—Me voy a vivir a Chile —me dijo.
Así de una y en seco.
Recién habíamos cogido. Todavía estábamos en la cama. Nuestras piernas entrelazadas entre nuestros cuerpos, que habían quedado revueltos y desparramados uno en cada punta. Las miradas, a cierta distancia. No tanta como la que nos esperaba.
Ulises y yo no éramos nada.
Pero igual reaccioné como pude. Me hice la tonta. Le pregunté unas cosas como si se fuera por diez días... Quizás eso hubiese querido... Que se fuera por diez días y que después volviéramos a vernos como si nada, en nuestra burbuja de la nada misma que éramos.

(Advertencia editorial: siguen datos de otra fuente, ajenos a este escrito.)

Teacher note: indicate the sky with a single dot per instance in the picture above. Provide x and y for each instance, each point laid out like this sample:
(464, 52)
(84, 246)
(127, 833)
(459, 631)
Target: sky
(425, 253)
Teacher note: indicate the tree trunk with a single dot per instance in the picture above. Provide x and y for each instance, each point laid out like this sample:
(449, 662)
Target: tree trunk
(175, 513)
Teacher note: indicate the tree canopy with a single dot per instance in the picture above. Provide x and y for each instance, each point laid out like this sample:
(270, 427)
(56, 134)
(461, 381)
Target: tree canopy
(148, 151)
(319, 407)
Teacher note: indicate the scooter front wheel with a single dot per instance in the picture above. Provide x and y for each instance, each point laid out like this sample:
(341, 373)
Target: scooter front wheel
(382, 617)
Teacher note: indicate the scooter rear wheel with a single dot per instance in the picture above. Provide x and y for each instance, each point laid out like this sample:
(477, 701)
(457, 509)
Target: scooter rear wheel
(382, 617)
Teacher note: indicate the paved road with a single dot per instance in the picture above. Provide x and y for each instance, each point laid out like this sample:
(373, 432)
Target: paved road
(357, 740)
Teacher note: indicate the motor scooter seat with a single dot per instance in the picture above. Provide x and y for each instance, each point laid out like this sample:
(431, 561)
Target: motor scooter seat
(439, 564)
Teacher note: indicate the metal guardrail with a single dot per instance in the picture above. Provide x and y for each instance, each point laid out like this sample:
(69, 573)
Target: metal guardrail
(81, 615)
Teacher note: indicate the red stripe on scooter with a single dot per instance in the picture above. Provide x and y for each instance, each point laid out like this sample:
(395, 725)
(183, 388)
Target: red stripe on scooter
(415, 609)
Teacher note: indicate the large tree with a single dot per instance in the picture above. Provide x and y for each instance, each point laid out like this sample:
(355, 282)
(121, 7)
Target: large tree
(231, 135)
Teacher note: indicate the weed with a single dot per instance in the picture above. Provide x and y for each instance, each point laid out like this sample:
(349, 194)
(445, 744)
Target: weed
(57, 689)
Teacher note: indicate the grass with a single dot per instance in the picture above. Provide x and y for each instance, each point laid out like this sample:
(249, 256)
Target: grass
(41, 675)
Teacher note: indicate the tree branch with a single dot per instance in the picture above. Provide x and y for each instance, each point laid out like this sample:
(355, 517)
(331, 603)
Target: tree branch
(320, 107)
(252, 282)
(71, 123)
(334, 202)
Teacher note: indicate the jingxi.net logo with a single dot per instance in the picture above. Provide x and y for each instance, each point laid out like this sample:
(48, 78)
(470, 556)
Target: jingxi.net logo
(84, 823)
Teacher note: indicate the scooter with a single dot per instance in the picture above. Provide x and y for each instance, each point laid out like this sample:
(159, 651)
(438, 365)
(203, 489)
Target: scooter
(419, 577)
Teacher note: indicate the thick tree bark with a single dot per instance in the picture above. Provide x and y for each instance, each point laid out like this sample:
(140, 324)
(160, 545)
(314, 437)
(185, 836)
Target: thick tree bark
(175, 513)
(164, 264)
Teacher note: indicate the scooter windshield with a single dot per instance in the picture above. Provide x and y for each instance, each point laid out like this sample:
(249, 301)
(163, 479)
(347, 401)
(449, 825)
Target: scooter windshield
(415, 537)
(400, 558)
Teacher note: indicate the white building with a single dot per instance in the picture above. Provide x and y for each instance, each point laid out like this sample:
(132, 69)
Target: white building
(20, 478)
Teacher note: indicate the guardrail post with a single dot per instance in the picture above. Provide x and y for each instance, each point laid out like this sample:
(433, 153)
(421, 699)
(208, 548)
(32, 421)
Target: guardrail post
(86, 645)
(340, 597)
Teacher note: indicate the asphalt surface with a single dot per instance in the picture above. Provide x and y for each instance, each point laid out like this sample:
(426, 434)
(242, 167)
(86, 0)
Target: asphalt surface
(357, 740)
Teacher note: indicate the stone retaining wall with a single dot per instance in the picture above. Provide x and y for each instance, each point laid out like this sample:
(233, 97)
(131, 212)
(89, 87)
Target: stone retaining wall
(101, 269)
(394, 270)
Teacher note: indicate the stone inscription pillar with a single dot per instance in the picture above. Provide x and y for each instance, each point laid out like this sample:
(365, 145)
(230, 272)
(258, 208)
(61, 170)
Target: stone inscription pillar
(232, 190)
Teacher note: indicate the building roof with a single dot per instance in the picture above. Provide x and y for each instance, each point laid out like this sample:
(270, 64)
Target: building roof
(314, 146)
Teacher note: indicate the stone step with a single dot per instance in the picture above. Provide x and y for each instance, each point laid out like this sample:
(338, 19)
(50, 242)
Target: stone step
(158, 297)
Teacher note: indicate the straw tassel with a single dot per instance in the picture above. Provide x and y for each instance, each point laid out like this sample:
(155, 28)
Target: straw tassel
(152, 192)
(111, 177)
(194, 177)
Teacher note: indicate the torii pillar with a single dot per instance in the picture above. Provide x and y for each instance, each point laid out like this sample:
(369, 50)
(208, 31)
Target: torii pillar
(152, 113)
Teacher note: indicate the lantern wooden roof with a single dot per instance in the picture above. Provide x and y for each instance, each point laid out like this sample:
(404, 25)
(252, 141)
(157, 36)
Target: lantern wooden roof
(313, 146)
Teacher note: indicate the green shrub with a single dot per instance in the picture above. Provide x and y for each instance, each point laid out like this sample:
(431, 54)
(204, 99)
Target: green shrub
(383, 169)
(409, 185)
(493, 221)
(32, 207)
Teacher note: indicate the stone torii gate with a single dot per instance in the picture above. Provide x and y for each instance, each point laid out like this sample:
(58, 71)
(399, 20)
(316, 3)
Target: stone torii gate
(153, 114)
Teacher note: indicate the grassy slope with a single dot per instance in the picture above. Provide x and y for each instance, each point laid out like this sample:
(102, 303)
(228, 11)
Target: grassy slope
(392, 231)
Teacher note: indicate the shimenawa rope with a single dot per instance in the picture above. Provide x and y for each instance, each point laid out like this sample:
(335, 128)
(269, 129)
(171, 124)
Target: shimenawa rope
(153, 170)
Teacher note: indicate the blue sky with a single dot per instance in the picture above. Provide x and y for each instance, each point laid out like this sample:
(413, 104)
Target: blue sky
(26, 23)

Mis ojos podían mentirle bien gracias a esa posición que seguíamos formando —impecables— mientras hablábamos de cómo iba a ser su nueva vida allá, como si fuera una charla de un día cualquiera.
Entre que casi no nos veíamos las expresiones, y la poca luz que entraba al cuarto desde el pasillo, yo podía hacer como que no me importaba.
Después de entrar en algunos detalles que no pude asimilar con lucidez, nos desarmamos y nos pusimos a limpiar mi sangre, porque justo mientras lo hacíamos me había venido con todo.
— ¿Vas a venir a Chile? —me preguntó mientras frotábamos las sábanas con quitamanchas.
—A trabajar me iría...
A visitar... no sé —le contesté sin saber bien qué contestar.
Y al segundo me arrepentí de esa respuesta tan torpe.
Es que tampoco entendí si lo dijo por decir algo para adornar el momento, para no hacerme sentir tan nula en su vida, o porque de verdad tenía ganas de que eso pudiera darse.
—El departamento es bastante grande, así que lugar hay —tanteó.
Tibio, improvisado, sin jugársela demasiado.
"Sí, obvio, si da, voy de una", es lo que hubiese querido responder.
Pero me quedé callada y me fui al baño.
Y ya sola ahí, me dieron ganas de llorar...
Abrí la puerta rápido para evitarlo. Me lo reprimí, sí. Más que nada para disimularlo.
"Si esto me está afectando, que no se note", me dije...
"No podés llorar acá, Maia".
Como si tragándome el llanto pudiera frenar esa bomba que ya había detonado, tal como sus propias palabras:
—¿Te tiro la bomba ahora? —me había dicho unos segundos antes de contármelo.
—¿Renunciaste al trabajo? —le había preguntado yo, sin imaginar lo que estaba por escuchar.
Pensando que se trataba de otra cosa, que como mucho había aceptado otro que le habían ofrecido en Campana.
Y la tiró, nomás.
Como si no fuera algo que se dice con un telegrama de preaviso, con algo más de tacto y con más sutileza que la que puede tener un ordinario, común y corriente "Te lo cuento en persona", como el que me había anticipado hacía un par de días por WhatsApp.
Claramente, tan claramente, yo no tenía el lugar en su vida como para que él se diera cuenta de que —ahora yo— estaba por estallar. Tenía que tragármelo todo, todito, con la sal de cada lágrima y moco.
No podía, ni debía, demostrarle lo que me pasaba.
Y eso era ley.
Apenas una de las leyes de cuando dos (no) son nada.